– Książki otwierające oczy są ważne i potrzebne. Ale skąd potem wziąć książkę, która pozwoli mi te oczy zamknąć?
– Ty jutro wstajesz koło dziewiątej, nie? Na którą nastawiasz budzik?
– Na ósmą czterdzieści dwie.
– Czemu akurat tak?
– Nie lubię pełnych godzin.
– Ale dlaczego właśnie ósma czterdzieści dwie?
– No bo osiem przez dwa to cztery, a cztery przez dwa to dwa.
– A gdyby to miała być dziewiąta, jakbyś to policzył?
– Tobym ustawił na dziewiątą siedemnaście.
– Czemu?
– Bo nie lubię, jak mi się powtarzają cyferki.
– Ale konkretnie dlaczego dziewiąta siedemnaście?
– Dziewięć plus jeden plus siedem daje siedemnaście, a cyfry siedemnastki sumują się do ósemki. Lubię, jak się sumuje do ósemki.
– A gdyby to była dziesiąta?
– To ustawiłbym na dziesiątą zero jeden.
– Ale tutaj się przecież powtarzają.
– Tak, ale to jest lustrzane, to co innego.
– Myślałem, że ten twój system jest bardziej przewidywalny, a on jest strasznie uznaniowy.

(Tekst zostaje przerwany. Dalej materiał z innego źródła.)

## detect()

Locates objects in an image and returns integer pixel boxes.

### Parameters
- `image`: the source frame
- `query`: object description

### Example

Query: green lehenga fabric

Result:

– To ma charakter estetyczny.
– Jak to?
– No, żeby nie było tak banalnie. Czynność wstawania o określonej godzinie jest na tyle dojmująco banalna, że upiększam przynajmniej to, na co mam wpływ.
– Idę spać.
– Spać jak zabity?
– Spać jak dziecko?
– Spać jak zabite dziecko.
– Wstawaj. Wstaaawaj. No wstań, bo ci oczy wygniją.
– Ja muszę zasypiać przy czymś włączonym, jakimś serialu, czy coś, bo to daje złudzenie, że nie jestem sam. Nigdy nie zasypiam po odcinku, zawsze w trakcie.
– Ja bym tak nie mógł.
– Czemu?
– Bo mnie elektryczność przeszkadza. Przed snem muszę powyłączać wszystko, powyciągać z kontaktu. I jak zegar tyka, dlatego nie mam zegarów i jak komórka mi padnie, to nie wiem, która jest godzina.
– Cześć. Co tam u ciebie? Ja wychodzę z grypy.
– Słabo zachorować, ale miło, kiedy da się wyjść. Ja się kładę. Ostatnio wstaję rano.
– Oo! Dobranoc zatem.
– No tak, kortyzol, mi każe/karze wstawać.
– Rozumiem. Subordynacja przez zaśnięcie.
– Niee, batem jest poranek. Sen jest fetyszem.
– To na którą się umawiamy?
– A nie wiem, muszę zerknąć. Ty tak wstajesz koło trzynastej?
– No niekoniecznie, jak mam pracę, uczucia i ogólnie stres, to wstaję wcześniej, spać nie mogę.
– No tak. Miłość i stres. Nic tylko wyłysieć.
– Wpadniesz do mnie do Marriotta?
– Nie, idę spać.
– Możesz spać u mnie.
– Wolę u siebie, niedaleko mam.
– To może zadzwonisz?
– Nie lubię rozmawiać przez telefon. Możemy co najwyżej zrobić sobie ze sznurka i dwóch kubeczków taki telefon między Marriottem a moim blokiem, to prędzej.
– To idziesz dzisiaj do mnie?
– Ale ja nie mam piżamki.
*
– I jak, dałeś mu spać bez piżamki?
– Dwóm.
– Ja muszę iść spać, padam już. Mogę iść do siebie, niedaleko mam przecież. Albo spać u ciebie.
– Nie, u mnie nie.
– Dlaczego?
– Bo nie masz piżamki.
– To, że mi się udało ledwie zdrzemnąć i spocić przez sen, to nie znaczy, że już jest rano.
– I’m très sleepy. Let’s hope I’ll get a better night’s sleep than last night when I slept next to a furry radiator!